Computer Vision: How Accessible Is This Technology to Companies?


I admit it, even I, when reading the acronym “CV”, feel a bit confused trying to place it in the context of a speech on innovation… a Curriculum Vitae! A bit like when we read “File” or “Code” in an Italian text and mentally pronounce it the English way, and then we laugh at ourselves and our mental deformation. We computing experts are like that, we are happy with very little.

And anyway we should be trained: CV (which, obviously stands for “Computer Vision”) is an increasingly mentioned acronym in a great variety of fields; if few years ago it was still a niche, prerogative of particular applications and very costly systems, now it is spreading in everyday “computing life”.

Obviously, this spread of Computer Vision moves alongside artificial intelligence “commoditization”: we have already talked about how tecnological tools make it now possible to extract content from the most disparate images, but it is worth mentioning how this field has now become accessible to many more users.

In other words, in the past a company using image identification probably did it as it was “its trade”, and licensed its solution – which probably covered few use cases – to its customers, who then introduced it in their applications. However CV is now available as technology, under various ways and solutions; there are still obviously the ad-hoc solutions, but the greatest Cloud suppliers provide very sophisticated services, using which a vast range of applications can be realized. On the other side of the spectrum we have libraries available in open source (and free), like OpenCV, which anybody can use. In particular, companies devoted to other fields can much more easily adopt the one which has indeed become an accessible technology, and “bend” it to their own purposes.

It is a great moment, because potentialities are enormous. I think many must have seen Google Lens: incorporated to many photocameras in Android systems, when activated it superimposes to the image framed a series of “active areas” the system recognizes. If I frame my dining room, it recognizes the coffee table (providing link to Ikea…oh, yes, I have got an Ikea coffee table), the water bottle on it (do I wish to buy it online? No, thanks!), my Macbook, and also allows me to text a message on the screen showing the title of a book nearby. Amazing.

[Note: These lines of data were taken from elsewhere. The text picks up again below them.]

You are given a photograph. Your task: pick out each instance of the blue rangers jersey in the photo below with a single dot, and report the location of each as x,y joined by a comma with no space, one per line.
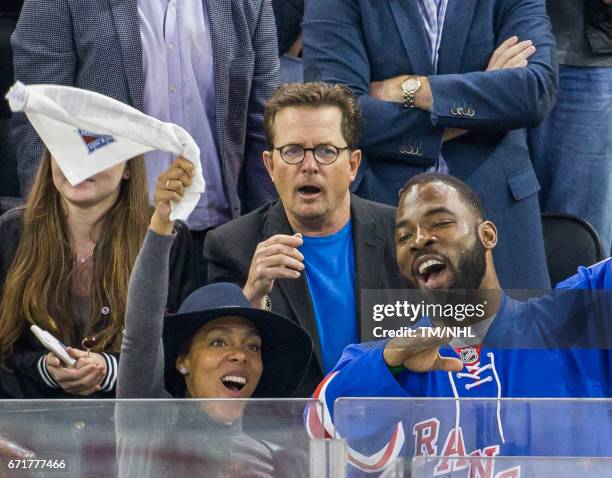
462,428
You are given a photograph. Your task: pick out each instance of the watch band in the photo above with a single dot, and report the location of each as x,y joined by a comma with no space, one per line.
408,99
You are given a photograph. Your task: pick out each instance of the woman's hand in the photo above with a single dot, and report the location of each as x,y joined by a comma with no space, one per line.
84,378
171,186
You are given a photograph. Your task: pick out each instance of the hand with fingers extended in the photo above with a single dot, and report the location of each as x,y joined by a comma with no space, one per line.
274,258
511,54
171,186
419,354
84,378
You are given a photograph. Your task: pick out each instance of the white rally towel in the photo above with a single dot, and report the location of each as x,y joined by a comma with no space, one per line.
87,132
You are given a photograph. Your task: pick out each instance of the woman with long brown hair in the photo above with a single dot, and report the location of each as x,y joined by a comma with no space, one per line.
65,263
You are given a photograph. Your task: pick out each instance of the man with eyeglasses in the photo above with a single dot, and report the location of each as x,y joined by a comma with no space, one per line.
308,255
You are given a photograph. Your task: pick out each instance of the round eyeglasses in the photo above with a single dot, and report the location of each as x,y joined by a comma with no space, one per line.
323,153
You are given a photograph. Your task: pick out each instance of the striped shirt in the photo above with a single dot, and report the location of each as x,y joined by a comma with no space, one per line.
433,13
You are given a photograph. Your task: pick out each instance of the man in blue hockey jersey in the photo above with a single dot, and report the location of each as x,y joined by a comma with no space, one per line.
521,349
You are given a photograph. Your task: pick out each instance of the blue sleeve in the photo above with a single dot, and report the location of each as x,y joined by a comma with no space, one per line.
360,372
598,276
504,99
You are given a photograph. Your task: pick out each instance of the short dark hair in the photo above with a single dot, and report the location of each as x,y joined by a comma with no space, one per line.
466,193
315,95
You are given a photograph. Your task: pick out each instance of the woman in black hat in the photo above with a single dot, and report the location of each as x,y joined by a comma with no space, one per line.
216,346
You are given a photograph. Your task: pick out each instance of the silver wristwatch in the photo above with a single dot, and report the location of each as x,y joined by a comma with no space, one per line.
410,86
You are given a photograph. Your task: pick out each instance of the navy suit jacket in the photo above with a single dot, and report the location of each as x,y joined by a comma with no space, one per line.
96,45
354,42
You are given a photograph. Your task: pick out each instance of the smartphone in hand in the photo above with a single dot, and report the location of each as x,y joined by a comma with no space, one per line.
53,345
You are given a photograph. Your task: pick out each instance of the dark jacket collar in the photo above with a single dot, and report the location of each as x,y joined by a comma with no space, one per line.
369,245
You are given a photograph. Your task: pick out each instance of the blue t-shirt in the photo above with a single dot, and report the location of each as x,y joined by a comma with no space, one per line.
330,272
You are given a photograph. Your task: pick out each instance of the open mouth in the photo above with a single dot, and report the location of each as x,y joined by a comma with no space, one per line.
432,272
233,383
309,190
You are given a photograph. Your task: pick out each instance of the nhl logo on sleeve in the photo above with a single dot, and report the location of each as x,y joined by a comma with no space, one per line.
469,355
94,141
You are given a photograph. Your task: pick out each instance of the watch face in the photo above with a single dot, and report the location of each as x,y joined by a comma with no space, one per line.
411,84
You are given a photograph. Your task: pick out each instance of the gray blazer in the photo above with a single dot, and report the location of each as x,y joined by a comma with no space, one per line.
96,45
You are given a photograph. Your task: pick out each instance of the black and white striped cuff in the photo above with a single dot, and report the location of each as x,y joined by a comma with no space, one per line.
44,373
107,384
111,373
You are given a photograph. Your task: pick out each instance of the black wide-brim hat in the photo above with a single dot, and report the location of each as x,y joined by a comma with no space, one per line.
286,347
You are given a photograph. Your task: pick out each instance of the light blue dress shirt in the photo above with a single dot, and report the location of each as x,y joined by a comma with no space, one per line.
433,13
179,88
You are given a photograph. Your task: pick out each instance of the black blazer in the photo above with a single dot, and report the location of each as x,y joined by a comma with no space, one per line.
229,250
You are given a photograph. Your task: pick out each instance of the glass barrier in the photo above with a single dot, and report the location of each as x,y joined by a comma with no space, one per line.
449,437
510,467
155,438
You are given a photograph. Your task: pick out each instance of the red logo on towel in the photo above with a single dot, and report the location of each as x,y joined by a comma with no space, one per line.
94,141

Yes, OK, but what about us? We have already started to carry out concrete projects: a vision system realized with OpenCV has allowed us to substitute the photocells we use in RFID systems to assess whether a gate is committed to incoming or outgoing processes; besides direction, it also allows to know whether it is a man or a pallet which is passing through and therefore behave accordingly. All this by using just a webcam worth a few euro tens. Extending that to manufacturing is rather simple, but the next step we would like to take is move onto retail.

At the moment, .onRetail  – our Mass Market Retailers solution – recognizes products by reading barcodes or by manual search. Indeed, nothing wrong with this: store inventories are already highly optimized; but various interesting possibilities open up to us. Framing the price label front and by means of text identification getting to know what is being inventoried? It is already possible to do it. Framing the product itself and recognizing it directly? That would be a great successive step. But also integrating customers’ flow detection and maybe customers’ moods (always taking privacy into account), individualizing store “hot areas”, maybe classified by day periods or by promotions on a given goods category to analyze their efficacy… these are just some ideas which could easily be integrated to add value to the context described above.